# 2 PC Bildschirm geht immer aus und an"



## Clastron (21. Mai 2009)

Hi, ich hab ein Problem und zwar mein 2 Bildschirm geht immer aus und an?

weiß jemand vll. an was  das liegen könnte an ein Wackelkontakt? oder mal die Kapeln wechseln?

Schon mal im vorraus Vielen Dank

MFG. Clastron


----------



## kiwi (21. Mai 2009)

Moin,

welche Monitore hast du denn?
Und seit wann hast du das Problem? Hast du etwas an deinem System verändert?

Haben beide ein DVI-Kabel? Wenn ja, dann würde ich die beiden Kabel in der Tat mal vertauschen und gucken was passiert.
Vertauscht du die Kabel an der Grafikkarte und der andere Monitor geht immer an und aus kannst du daraus ja schon mal schließen, dass es nicht am Monitor liegt


----------



## Clastron (21. Mai 2009)

ich hab einen alten Röhren Bildschirm und ein neuen LG Flatron L1953S Flachbildschirm (und eine NVidia Geforce 9800 GT) und das Problem habe ich erst zeitdem ich den alten Röhrenbildschirm eingesteckt habe.
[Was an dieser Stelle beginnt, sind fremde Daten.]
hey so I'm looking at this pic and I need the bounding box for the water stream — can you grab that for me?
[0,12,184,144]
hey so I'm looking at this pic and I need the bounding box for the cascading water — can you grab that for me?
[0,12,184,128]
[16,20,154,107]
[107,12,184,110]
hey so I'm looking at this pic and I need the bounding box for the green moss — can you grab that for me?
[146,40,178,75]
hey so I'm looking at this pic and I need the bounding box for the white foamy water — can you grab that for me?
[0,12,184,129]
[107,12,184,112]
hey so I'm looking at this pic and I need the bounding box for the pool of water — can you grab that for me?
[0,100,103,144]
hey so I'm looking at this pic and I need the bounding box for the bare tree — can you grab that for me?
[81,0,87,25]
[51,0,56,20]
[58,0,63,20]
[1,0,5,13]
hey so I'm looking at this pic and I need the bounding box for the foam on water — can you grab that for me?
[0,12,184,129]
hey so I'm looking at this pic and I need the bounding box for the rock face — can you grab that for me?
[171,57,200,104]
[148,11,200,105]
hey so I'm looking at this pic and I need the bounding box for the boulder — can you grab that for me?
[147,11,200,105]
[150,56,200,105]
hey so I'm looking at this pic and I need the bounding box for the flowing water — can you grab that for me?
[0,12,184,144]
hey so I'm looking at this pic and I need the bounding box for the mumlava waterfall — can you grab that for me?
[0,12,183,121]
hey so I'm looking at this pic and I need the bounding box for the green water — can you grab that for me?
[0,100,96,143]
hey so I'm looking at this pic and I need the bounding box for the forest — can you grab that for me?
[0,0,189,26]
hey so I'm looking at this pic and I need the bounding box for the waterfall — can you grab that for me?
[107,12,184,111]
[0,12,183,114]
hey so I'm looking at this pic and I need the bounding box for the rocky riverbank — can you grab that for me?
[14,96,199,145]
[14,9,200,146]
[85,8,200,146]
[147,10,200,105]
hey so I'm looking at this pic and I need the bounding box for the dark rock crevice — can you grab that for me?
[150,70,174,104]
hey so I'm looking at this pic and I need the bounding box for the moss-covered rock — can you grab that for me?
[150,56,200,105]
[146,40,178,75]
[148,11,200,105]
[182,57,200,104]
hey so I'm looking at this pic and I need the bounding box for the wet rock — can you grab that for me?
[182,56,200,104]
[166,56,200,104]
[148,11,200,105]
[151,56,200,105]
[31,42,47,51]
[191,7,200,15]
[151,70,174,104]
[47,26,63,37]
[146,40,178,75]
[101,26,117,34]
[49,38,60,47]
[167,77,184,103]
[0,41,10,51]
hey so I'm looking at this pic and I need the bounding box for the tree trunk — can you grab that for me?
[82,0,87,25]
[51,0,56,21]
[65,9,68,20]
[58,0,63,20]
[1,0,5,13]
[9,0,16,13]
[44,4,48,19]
Ja beide haben einen DVI Stecker, aber ich habe bei beiden einen VGA Adapter angeschlossen weil der DVI Stecker am PC is bei mir nicht angeschlossen, datrum musste ich ihn an den anderen Anschluss einstecken.


----------



## Apollum (21. Mai 2009)

Hast du schon mal getestet beim Flat ohne Adapter?


----------



## Clastron (21. Mai 2009)

ja des ist ja des Problem ohne Adapter geht es ja net weil des Kabel ein DVI Kabel ist und der Anschluss beim PC ein VGA Anschluss ist und der DVI Anschluss an  mein PC der ist net angeschlossen. Also muss ich ja wohl ein Adapter nehmen aber ich glaub das es dadran nicht liegt weil mein 1 Bildschirm der Flachbildschirm der geht ja net aus nur der Röhrenbildschirm


----------



## kiwi (21. Mai 2009)

Clastron schrieb:


> ohne Adapter geht es ja net weil des Kabel ein DVI Kabel ist und der Anschluss beim PC ein VGA Anschluss ist und der DVI Anschluss an  mein PC der ist net angeschlossen



Ganz ehrlich? Versteh ich nicht.

Du hast einen *Röhrenmonitor* und einen *TFT-Monitor*. Okay.
In der Regel hat die Röhre einen VGA D-Sub-Anschluss und der TFT einen DVI-Anschluss.

Deine Grafikkarte, hat die jetzt zwei DVI-Anschlüsse oder zwei VGA D-Sub-Anschlüsse...?


----------



## Clastron (21. Mai 2009)

2 VGA Anschlüsse, und meine 2 Bildschirmen haben einen DVI Anschluss und datrum bruach ich ein Adapter das ich die anschließen kann.


----------